La Iglesia Católica en Nigeria ha lanzado un llamado desesperado a las autoridades gubernamentales para que implementen medidas inmediatas que pongan fin a la creciente ola de violencia extremista que asola la región del Cinturón Medio del país. Este pronunciamiento llega tras un reciente ataque que cobró la vida de diez aldeanos y se suma a un patrón de atrocidades que ha provocado una severa crisis humanitaria, con miles de desplazados y la destrucción de infraestructura comunitaria y religiosa.
El pasado 10 de febrero, la comunidad de Mchia, ubicada en el estado de Taraba, al noreste de Nigeria, fue escenario de un asalto brutal en el que diez personas fueron asesinadas. Este incidente, lamentablemente, es descrito por líderes eclesiásticos como “solo la última de una larga lista de atrocidades” que han plagado la zona desde el pasado septiembre. La declaración fue difundida a través de la fundación pontificia Ayuda a la Iglesia Necesitada (ACN), y proviene directamente de cuatro sacerdotes de la Diócesis de Wukari.
Los clérigos, identificados como Anthony Bature, James Yaro, Moses Angyian y Augustine Chifu, han pintado un sombrío panorama de la situación. Según sus reportes, más de cien personas han sido asesinadas en los últimos meses, y un número considerable de individuos han resultado heridos con lesiones de diversa gravedad. La destrucción también ha sido masiva, afectando a más de doscientas comunidades y templos religiosos. La consecuencia más devastadora es el desplazamiento forzoso de más de 90,000 católicos, quienes han tenido que abandonar sus hogares en busca de seguridad.
La situación en el sur del estado de Taraba ha escalado rápidamente, transformándose en una “situación de crisis” humanitaria sin precedentes, según los sacerdotes. Han descrito un método de ataque sistemático y alarmante, presuntamente perpetrado por militantes pertenecientes a la comunidad de pastores fulani. Estos asaltantes, según los testimonios, suelen irrumpir en las aldeas durante las primeras horas de la mañana, cuando la mayoría de los residentes aún duermen, asesinando indiscriminadamente a quienes encuentran a su paso y provocando una destrucción generalizada de propiedades.

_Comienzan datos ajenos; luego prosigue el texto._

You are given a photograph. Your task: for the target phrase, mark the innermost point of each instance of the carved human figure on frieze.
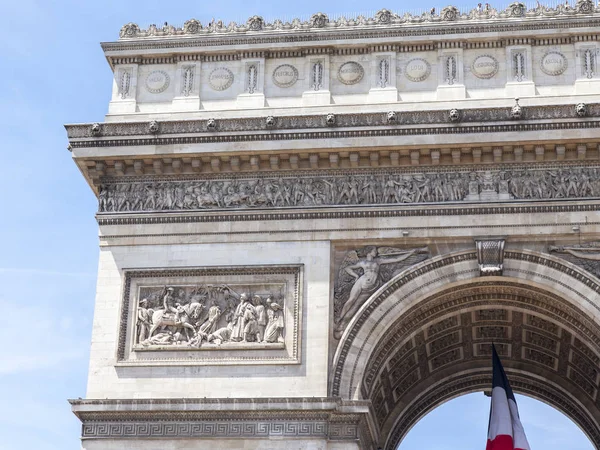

Un aspecto particularmente preocupante de estos ataques es el objetivo deliberado de las residencias de los sacerdotes y otros edificios eclesiásticos. Esta focalización agrava el clima de temor y vulnerabilidad entre las comunidades cristianas de la región, sugiriendo una dimensión religiosa en la violencia que amenaza la coexistencia pacífica y la libertad de culto.

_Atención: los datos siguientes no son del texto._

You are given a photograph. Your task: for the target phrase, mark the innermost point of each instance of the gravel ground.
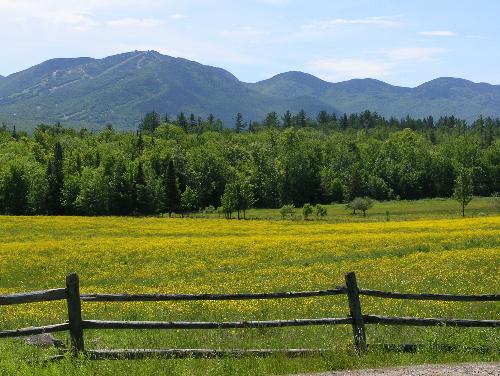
(474, 369)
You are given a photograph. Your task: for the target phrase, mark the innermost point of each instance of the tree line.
(186, 164)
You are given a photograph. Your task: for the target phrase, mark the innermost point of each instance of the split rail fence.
(76, 324)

Frente a esta grave situación, los líderes de la Iglesia han instado al Gobierno de Nigeria a tomar acciones contundentes. Si bien reconocen el trabajo de las agencias de seguridad existentes, enfatizan que sus esfuerzos han sido insuficientes para contener la escala y la brutalidad de la violencia. Han formulado una serie de demandas urgentes para restablecer la paz y proteger a la población en el distrito de Chanchanji y en otras áreas afectadas como Takum, Ussa y Donga.

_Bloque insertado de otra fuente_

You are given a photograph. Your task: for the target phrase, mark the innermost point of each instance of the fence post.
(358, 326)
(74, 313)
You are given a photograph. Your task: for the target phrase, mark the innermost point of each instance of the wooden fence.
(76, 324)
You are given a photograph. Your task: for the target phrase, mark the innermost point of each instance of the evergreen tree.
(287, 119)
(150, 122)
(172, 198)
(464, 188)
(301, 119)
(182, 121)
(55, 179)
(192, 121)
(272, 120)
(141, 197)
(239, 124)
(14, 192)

Entre las peticiones prioritarias se incluye el despliegue inmediato de personal de seguridad en las zonas periféricas, donde los ataques son más frecuentes y las comunidades más vulnerables. Asimismo, exigen el arresto y procesamiento de todos los responsables de estos crímenes, haciendo hincapié en que se debe actuar “independientemente de su afiliación étnica, política o religiosa” para garantizar la justicia y desmantelar las redes criminales.
Además, los sacerdotes han subrayado la necesidad imperiosa de proporcionar ayuda humanitaria urgente. Esto implica la entrega de alimentos, medicinas y refugio a los desplazados internos, con el objetivo de prevenir un desastre humanitario de proporciones aún mayores. Finalmente, han solicitado la organización de un encuentro colaborativo entre líderes tradicionales, religiosos y agencias de seguridad. Este diálogo es considerado fundamental para forjar soluciones estables y duraderas que aborden las raíces del conflicto y promuevan la reconciliación comunitaria.
A pesar de la magnitud de la tragedia y el sufrimiento, los sacerdotes de la Diócesis de Wukari han reafirmado un mensaje de esperanza y resiliencia. Han expresado que ni el obispo, ni los sacerdotes, ni los religiosos, ni los laicos de la diócesis se sienten desanimados. Por el contrario, mantienen la firme convicción de que, con la guía divina, la oración constante y los esfuerzos de colaboración entre la Iglesia y el Estado, es posible alcanzar una paz duradera en la región. Este llamado a la fe y la cooperación subraya la determinación de la Iglesia Católica en Nigeria de ser un faro de esperanza y un agente de cambio en medio de la adversidad.